Il se trouve que l'impératif de transparence absolue ne m'a jamais enchanté
"À titre personnel, je n'aime pas beaucoup parler de ma vie privée, il se trouve que l'impératif de transparence absolue ne m'a jamais enchanté", avoue-t-il. "J'ai répondu à un certain nombre de questions lorsqu'elles étaient posées avec une forme de mauvaise humeur, elle n'est jamais bonne conseillère.
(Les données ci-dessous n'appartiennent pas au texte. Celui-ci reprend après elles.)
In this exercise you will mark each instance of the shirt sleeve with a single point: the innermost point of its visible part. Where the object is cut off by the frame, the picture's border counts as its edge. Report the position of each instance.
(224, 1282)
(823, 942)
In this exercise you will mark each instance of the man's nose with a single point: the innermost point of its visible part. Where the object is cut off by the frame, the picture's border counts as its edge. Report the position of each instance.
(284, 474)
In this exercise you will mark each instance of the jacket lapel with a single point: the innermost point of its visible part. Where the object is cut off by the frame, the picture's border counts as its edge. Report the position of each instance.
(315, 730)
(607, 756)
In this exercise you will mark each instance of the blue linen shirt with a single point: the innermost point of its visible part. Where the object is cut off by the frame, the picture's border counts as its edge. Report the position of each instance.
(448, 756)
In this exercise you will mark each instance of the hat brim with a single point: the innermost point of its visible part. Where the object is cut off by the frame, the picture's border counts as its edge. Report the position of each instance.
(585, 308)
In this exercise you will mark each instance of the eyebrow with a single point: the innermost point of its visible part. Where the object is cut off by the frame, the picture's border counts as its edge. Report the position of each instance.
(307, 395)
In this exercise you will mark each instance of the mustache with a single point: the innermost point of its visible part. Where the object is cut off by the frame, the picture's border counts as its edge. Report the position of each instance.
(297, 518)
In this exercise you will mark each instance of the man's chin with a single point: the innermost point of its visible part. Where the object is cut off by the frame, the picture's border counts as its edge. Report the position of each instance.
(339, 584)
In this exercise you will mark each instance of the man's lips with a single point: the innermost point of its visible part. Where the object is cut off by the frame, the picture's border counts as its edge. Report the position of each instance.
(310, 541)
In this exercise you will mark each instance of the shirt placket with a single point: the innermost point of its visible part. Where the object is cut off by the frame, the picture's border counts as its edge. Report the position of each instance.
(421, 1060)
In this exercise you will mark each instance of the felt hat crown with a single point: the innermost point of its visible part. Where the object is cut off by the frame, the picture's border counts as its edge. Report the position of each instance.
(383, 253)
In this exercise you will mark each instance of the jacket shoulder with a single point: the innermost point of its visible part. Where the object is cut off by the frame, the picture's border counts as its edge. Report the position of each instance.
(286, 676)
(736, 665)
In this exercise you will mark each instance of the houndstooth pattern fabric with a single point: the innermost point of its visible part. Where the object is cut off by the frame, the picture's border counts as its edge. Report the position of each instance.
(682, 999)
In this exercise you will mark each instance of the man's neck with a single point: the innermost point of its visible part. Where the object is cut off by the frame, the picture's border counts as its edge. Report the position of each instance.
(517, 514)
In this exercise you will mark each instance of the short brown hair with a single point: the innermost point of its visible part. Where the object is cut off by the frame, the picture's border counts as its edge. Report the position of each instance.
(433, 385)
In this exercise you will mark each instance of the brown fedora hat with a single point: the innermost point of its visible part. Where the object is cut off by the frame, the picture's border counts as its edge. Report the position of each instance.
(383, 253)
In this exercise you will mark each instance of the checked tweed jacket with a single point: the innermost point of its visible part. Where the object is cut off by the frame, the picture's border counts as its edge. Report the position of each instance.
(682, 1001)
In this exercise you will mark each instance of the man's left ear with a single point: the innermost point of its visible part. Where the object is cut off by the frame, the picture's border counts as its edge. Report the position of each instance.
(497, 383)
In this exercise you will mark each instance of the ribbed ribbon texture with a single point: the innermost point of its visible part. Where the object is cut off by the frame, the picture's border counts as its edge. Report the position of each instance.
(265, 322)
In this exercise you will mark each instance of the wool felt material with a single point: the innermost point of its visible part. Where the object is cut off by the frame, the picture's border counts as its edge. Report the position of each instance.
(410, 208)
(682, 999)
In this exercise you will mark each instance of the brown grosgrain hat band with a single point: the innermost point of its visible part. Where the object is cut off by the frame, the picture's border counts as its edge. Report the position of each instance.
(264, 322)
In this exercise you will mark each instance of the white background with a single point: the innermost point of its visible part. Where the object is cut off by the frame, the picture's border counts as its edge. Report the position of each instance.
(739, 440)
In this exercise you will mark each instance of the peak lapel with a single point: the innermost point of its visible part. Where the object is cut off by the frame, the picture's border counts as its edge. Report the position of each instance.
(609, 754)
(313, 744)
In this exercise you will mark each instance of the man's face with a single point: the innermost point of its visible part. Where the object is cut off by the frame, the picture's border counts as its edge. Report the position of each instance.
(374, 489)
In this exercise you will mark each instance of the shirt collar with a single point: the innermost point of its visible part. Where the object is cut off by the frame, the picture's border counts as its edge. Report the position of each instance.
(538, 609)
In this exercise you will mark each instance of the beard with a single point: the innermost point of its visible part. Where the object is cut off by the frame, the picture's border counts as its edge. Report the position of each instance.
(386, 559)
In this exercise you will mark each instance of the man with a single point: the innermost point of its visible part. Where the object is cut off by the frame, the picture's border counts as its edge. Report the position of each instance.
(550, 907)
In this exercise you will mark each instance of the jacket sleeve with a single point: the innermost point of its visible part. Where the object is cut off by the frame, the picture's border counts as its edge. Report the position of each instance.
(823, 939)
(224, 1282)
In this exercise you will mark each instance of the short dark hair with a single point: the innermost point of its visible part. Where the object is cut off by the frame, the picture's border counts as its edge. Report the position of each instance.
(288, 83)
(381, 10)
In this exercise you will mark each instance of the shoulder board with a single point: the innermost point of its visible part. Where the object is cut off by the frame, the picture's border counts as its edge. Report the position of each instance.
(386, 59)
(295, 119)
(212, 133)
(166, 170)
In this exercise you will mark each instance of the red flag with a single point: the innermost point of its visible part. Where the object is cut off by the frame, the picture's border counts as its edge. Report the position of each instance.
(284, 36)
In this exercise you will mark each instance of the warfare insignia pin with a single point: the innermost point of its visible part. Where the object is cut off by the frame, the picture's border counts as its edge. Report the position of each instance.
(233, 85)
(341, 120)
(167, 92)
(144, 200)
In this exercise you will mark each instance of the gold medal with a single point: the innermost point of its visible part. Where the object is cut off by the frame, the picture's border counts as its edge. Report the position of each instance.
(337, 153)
Je crois que l'incident est clos puisque la Haute autorité a indiqué d'abord qu'elle avait désormais suffisamment d'éléments pour répondre aux questions qui étaient posées, et par ailleurs j'ai obtenu quitus de ladite Haute autorité pour les déclarations de patrimoine que j'ai faites ultérieurement", a assuré le Premier ministre.
Conduire la bataille des législatives… contre LR
Sa position à la tête du gouvernement l'amène à devoir prendre la tête de la campagne présidentielle pour les législatives, et donc à s'opposer aux candidats investis par sa famille politique d'origine. Une position qu'Édouard Philippe veut assumer : "Bien sûr, je participerai aux élections législatives, et bien sûr j'essayerai de donner aux président de la République la majorité dont il a besoin pour garantir une stabilité politique dans le pays et faire en sorte que nous puissions avancer".
Le Premier ministre est également revenu sur les rumeurs affirmant qu'Alain Juppé, qu'il a soutenu pendant la campagne de la primaire de la droite, mais aussi l'ancien maire du Havre Antoine Rufenacht, lui auraient déconseillé d'accepter Matignon. "Antoine Rufenacht m'a indiqué qu'il pensait que ce n'était pas une très bonne idée. Alain Juppé a été plus bienveillant", a-t-il confié.